From the island of Iona, missionaries of the Irish Church had effected the conversion of the Northumbrians. Augustine with his handful from Rome had introduced Christianity into the little subject Kingdom of Kent. From Northumbria the disciples of Iona penetrated Essex and made converts also there. But in Mercia Mid-England paganism was supreme, and the terrible Penda made himself paramount from the Thames and Wash to the Severn. The West Saxons were cowed.
But S. Oswald, the Northumbrian king, restored the older domination of Northumbria, only to fall again. For thirty years Penda flung himself with fury against the Northern kingdom, and devastated it with fire and sword. Towards the end of his long reign he entrusted the government of the Mid-Angles to his son Peada, who married Alcfleda, daughter of the Northumbrian king, and at the same time received baptism from the hands of the Celtic bishop Finan.
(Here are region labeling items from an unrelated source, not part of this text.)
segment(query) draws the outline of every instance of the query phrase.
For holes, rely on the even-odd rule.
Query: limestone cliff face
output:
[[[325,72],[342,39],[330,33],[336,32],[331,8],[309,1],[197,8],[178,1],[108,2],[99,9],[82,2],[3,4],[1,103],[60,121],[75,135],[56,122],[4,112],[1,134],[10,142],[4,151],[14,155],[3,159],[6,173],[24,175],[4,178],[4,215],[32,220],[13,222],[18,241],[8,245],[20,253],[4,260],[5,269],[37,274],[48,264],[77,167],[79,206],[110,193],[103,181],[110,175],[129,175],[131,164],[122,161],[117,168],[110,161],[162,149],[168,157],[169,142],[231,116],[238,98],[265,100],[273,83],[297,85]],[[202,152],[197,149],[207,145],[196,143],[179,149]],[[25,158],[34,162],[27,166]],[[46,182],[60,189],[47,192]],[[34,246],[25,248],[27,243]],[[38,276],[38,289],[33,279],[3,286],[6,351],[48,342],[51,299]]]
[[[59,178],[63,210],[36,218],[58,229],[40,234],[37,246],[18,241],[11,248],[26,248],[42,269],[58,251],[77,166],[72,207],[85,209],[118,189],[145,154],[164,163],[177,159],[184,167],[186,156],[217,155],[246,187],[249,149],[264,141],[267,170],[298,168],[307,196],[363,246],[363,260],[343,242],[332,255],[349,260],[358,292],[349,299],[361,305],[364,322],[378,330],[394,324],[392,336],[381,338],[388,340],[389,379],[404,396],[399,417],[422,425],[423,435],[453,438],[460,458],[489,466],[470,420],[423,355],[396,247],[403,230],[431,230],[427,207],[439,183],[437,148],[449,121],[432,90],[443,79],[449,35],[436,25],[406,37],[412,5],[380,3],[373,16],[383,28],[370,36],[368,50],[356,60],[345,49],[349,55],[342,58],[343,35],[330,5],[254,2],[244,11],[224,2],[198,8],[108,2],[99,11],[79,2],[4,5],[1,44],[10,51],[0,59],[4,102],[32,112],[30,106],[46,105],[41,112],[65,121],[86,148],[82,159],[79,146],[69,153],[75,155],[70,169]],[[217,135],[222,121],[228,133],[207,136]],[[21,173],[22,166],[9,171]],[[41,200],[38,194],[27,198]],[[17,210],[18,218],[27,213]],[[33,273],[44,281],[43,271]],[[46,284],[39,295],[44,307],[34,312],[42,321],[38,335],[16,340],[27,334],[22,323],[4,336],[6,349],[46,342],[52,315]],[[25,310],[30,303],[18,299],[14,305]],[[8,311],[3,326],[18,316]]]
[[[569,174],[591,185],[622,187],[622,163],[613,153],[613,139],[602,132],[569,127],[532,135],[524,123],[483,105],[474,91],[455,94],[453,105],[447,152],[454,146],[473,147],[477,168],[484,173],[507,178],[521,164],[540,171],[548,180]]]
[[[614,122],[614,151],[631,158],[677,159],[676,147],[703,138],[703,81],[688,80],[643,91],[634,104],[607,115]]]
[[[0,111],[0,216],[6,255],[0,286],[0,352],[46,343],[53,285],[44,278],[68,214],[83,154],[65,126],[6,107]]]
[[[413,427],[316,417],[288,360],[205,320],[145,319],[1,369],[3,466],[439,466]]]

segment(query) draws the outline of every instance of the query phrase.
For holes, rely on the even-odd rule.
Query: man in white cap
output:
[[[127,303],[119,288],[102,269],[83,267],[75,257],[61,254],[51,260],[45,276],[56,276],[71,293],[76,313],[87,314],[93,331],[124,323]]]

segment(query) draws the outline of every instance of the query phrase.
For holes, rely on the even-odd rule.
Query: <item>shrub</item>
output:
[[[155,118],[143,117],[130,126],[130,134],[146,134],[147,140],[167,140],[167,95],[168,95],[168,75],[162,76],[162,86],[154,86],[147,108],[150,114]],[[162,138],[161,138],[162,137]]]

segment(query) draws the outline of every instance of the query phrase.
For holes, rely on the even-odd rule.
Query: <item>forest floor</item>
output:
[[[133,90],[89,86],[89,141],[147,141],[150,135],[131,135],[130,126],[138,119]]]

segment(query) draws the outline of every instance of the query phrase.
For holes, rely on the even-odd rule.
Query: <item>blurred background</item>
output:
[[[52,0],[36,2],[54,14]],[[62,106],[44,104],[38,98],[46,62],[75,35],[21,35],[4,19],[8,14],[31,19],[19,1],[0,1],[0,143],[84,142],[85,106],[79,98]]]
Thus Christianity began to infiltrate into Mid-England also from the North and from the Celtic Church; and missionaries from Lindisfarne followed him into his principality.
The savage old pagan Penda acquiesced—perhaps he thought it inevitable that England should become Christian. The Britons to a man believed. All Northumbria had submitted to the Cross; the conversion of the East Saxons and of Wessex was in full progress. Penda raised no opposition, but poured forth the vials of his scorn upon such as had been baptised, and who did not live up to their baptismal promises. “Those who despise,” said he, “the laws of the God in whom they believe, are despicable wretches.”
But, notwithstanding the union by marriage between the families, the rivalry between Mercia and Northumbria could not be allayed; it must be decided on the battlefield. It was only when driven to desperation by the encroachments and insults of Penda, that Oswy resolved to engage in a final conflict with the man who had defeated and slain his two predecessors, Edwin and Oswald. During the thirteen years that had elapsed since the overthrow of Oswald, Penda had periodically subjected Northumbria to frightful devastations. Oswy, knowing his weakness, when the eighty-year-old pagan had got as far north as Bamborough, entreated for peace, and sent him a present of all the jewels and treasures of which he could dispose. Penda set them aside roughly, resolved, so it was believed, to root out and destroy the whole Northumbrian people. Then, in his despair, Oswy vowed—should God strengthen his hand and lead him to victory—that he would give his infant daughter to God and endow twelve monasteries. “Since the pagan will not take our gifts,” he said, “let us offer them to One who will.”
The battle of Winwaed resulted in the complete rout of the Mercians and their wholesale destruction, and Penda himself fell.
For the moment the ruin of Mercia seemed complete, and Oswy extended his supremacy over the whole of it. For three years the Mercians endured this foreign rule; but in 659 they surged up in revolt, drove the Northumbrian thanes from the land, and raised Wulfhere, a younger son of Penda, to the throne.
Under the able arm of this new king Mercia rose once more into a power even greater than that under Penda. Oswy died in 670, and thenceforth no Northumbrian king made any attempt to obtain the dominion over the Mid or Southern English.
During the three years after the death of Penda, Oswy had poured missionaries into Mercia. Peada had already brought the Irish monk Diuma with him, and he became bishop in Mercia. He was followed by another Irishman, Ceolach, a disciple of S. Columba. The third bishop was Trumhere, a Northumbrian abbot, consecrated at Lindisfarne. His successors, Jaruman and Ceadda, had also been ordained by the Scots.
In 658 Wulfhere had married Ermenilda, daughter of Ercombert, King of Kent, and of his wife S. Sexburga. This was just before the revolt which raised him to the throne. He does not seem to have been a Christian like his brother Peada, but to have felt much like old Penda, his father.